3 Trauma and other external factors
This includes isolated head injury, other or multiple trauma, burn injury, drowning, unintentional self-poisoning in pre-school children, anaphylaxis & other extrinsic factors. Excludes Deliberately inflected injury, abuse or neglect. (category 1).
4 Malignancy
Solid tumours, leukaemias & lymphomas, and malignant proliferative conditions such as histiocytosis, even if the final event leading to death was infection, haemorrhage etc.
5 Acute medical or surgical condition
For example, Kawasaki disease, acute nephritis, intestinal volvulus, diabetic ketoacidosis, acute asthma, intussusception, appendicitis; sudden unexpected deaths with epilepsy.
6 Chronic medical condition
For example, Crohn's disease, liver disease, immune deficiencies, even if the final event leading to death was infection, haemorrhage etc. Includes cerebral palsy with clear post-perinatal cause.
7 Chromosomal, genetic and congenital anomalies
Trisomies, other chromosomal disorders, single gene defects, neurodegenerative disease, cystic fibrosis, and other congenital anomalies including cardiac.
8 Perinatal/neonatal event
Death ultimately related to perinatal events, eg sequelae of prematurity, antepartum and intrapartum anoxia, bronchopulmonary dysplasia, post-haemorrhagic hydrocephalus, irrespective of age at death. It includes cerebral palsy without evidence of cause, and includes congenital or early-onset bacterial infection (onset in the first postnatal week).
9 Infection
Any primary infection (ie, not a complication of one of the above categories), arising after the first postnatal week, or after discharge of a preterm baby. This would include septicaemia, pneumonia, meningitis, HIV infection etc.
10 Sudden unexpected, unexplained death
Where the pathological diagnosis is either 'SIDS' or 'unascertained', at any age. Excludes Sudden Unexpected Death in Epilepsy (category 5).

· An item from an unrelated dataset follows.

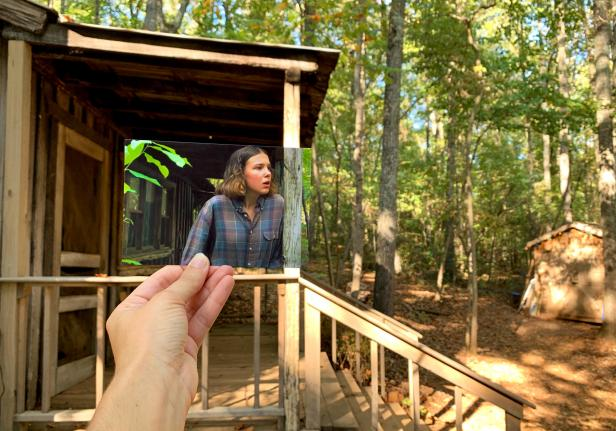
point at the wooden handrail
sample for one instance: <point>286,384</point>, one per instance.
<point>323,301</point>
<point>356,306</point>
<point>117,280</point>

The Panel should categorise the 'preventability' of the death - tick one box.

Preventable child deaths are those in which modifiable factors may have contributed to the death. These are factors defined as those where, if actions could be taken through national or local interventions, the risk of future child deaths could be reduced.

Modifiable factors identified The Panel have identified one or more factors, in any domain, which may have contributed to the death of the child and which, by means of locally or nationally achievable interventions, could be modified to reduce the risk of future child deaths
No Modifiable factors identified The Panel have not identified any potentially modifiable factors in relation to this death
Inadequate information upon which to make a judgement. NB this category should be used very rarely indeed.